Jumat, 19 Agustus 2016

Story Of My Life

Sobat ku yang kucinta,

Maafkan aku bila tak menyebutmu ‘yang tercinta’. Sesungguhnya rasa cintaku hanya kupersembahkan pada Allah dan Rasulnya, yang telah membimbing hidupku dari gelap menuju cahaya. Pada Rabb yang senantiasa memberikan kita nikmat tanpa menghiraukan selangit dosa dan telah memberiku sobat, seperti dirimu.
Kawan, sungguh aku merindukan mu
Merindukan, kenangan kita bersama
Merindukan semua hal yang ada pada dirimu
Sampai saat ini aku tak pernah menganggap kamu telah benar-benar pergi
Secepat ini …
Sulit untuk melupakan segala yang ada,
Melupakan tawa, tangis, suka, duka yang kita rasakan bersama
Dulu, ya memang dulu
Sekarang disini,
Aku yang mematuki diri,
Mengapa?,
Sungguh kepergianmu, membuat kita terpukul
Kadang aku tak merelakan kamu untuk pergi sobat,
Tapi, inilah jalan terbaik, Allah lebih menyayangimu.
Allah, Sahabatku ‘Siti Lutfiah’
sungguh aku juga sangat menyayangimu,
berat sungguh melepas pergi bayangan yang selalu hadir, disaat ku sendiri
sesak, sangaat!

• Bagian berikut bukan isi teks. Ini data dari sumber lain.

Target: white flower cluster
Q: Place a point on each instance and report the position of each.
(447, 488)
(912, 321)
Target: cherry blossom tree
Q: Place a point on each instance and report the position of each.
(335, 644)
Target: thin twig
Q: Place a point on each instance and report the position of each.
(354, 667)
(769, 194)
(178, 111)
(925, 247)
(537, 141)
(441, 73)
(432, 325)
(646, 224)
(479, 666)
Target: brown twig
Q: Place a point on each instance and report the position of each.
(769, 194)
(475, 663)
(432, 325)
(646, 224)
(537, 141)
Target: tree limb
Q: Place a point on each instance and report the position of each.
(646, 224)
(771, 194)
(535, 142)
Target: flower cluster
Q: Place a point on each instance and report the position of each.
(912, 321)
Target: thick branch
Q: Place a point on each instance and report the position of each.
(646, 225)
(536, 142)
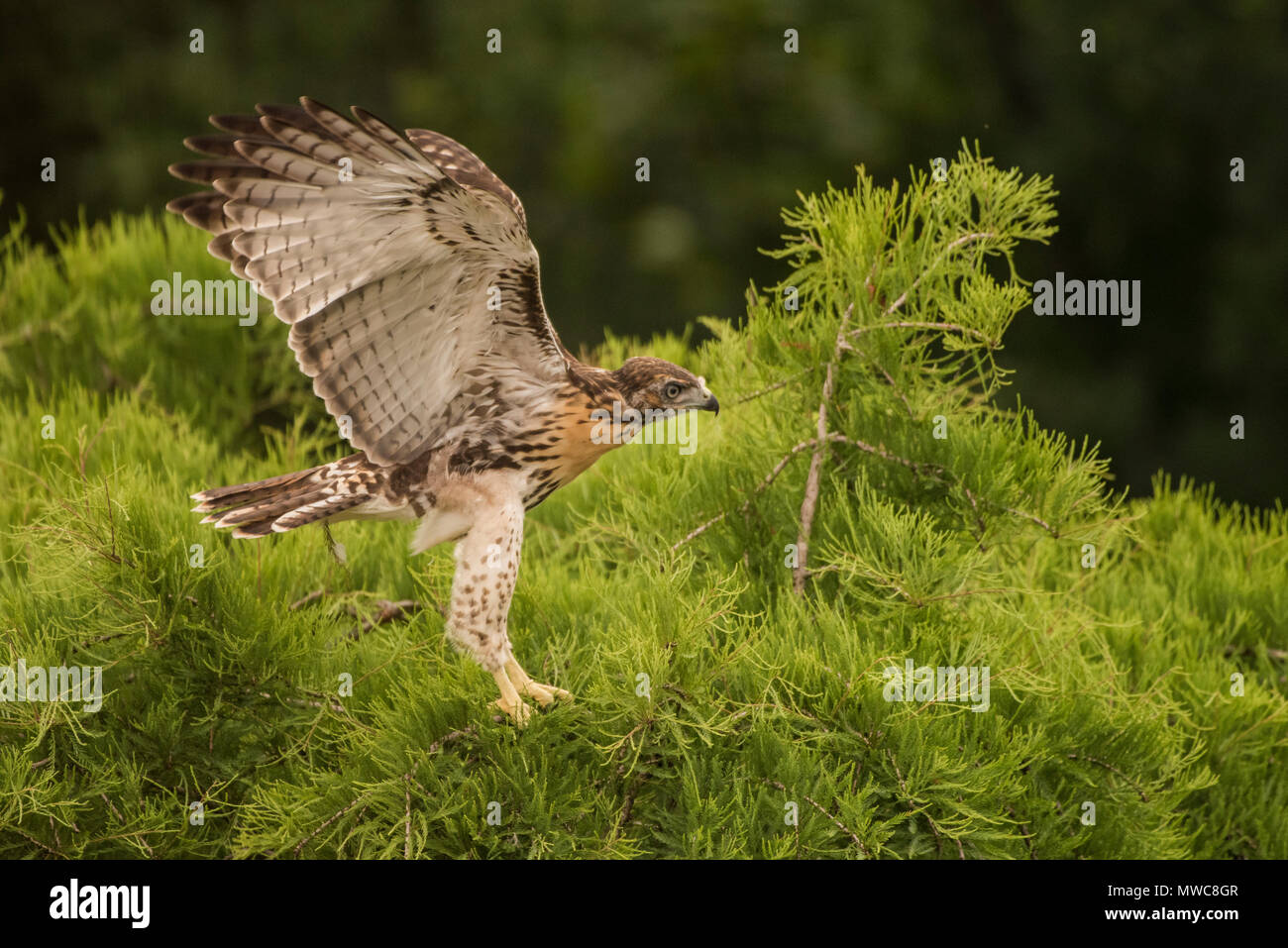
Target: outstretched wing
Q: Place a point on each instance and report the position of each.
(407, 275)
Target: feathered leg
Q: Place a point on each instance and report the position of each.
(487, 569)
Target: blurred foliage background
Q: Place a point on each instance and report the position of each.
(1137, 136)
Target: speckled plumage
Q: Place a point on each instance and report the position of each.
(413, 296)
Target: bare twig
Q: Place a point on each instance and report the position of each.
(389, 612)
(772, 388)
(809, 504)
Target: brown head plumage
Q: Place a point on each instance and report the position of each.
(649, 382)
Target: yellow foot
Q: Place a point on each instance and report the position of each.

Ketika microfon menyebut Innalillahi wa Inna Ilahi Rooji’un
aku tak pernah berfikir dan tak pernah menyangka bahwa yang disebut adalah namamu,
tak pernah kubayangkan sekali, terakhir aku menelfon mu
suaramu, masih terdegar jelas ditelingaku ..
“semangat kawan, aku disini menunggumu
jangan pernah menyerah dengan keadaaan, jangan kalah, aku yakin kamu kuat!
Kuat yaaa”, sesaat ku mendengar kamu terisak. Tak kuat rasanya saat itu ku menangis, entah menangisi apa,
Rasa kangen, becampur haru menyeruak memenuhi hati
Ku ingat kau mengatakan kata ‘maafin ana ya’ Ya Rabb sungguh dadaku seketika sesak takuasa rasanya berlama-lama dengan handphone yang kupegang saat itu.
Ku serahkan pada temanku yang lain, dan dia mengatakan hal yang sama kata ‘maaf’ yang berujar dari bibirnya.
Dan selalu mengatakan hal itu,
Indah sekali, perpisahan yang indah, sungguh indah karna kata maaf itu lebih indah dari pada bulan yang ada dilangit, lebih indah dari cahaya bintang Sirius, dan lebih indah dari segalanya yang ada di dunia ini.
Detik ini, aku masih membayangkan bahwa kau, masih bediri tegak disampingku.
Ya, disampingku.
Saat ini :’)
Sahabatku, semoga kita dipertemukan kembali, di Surga-Nya.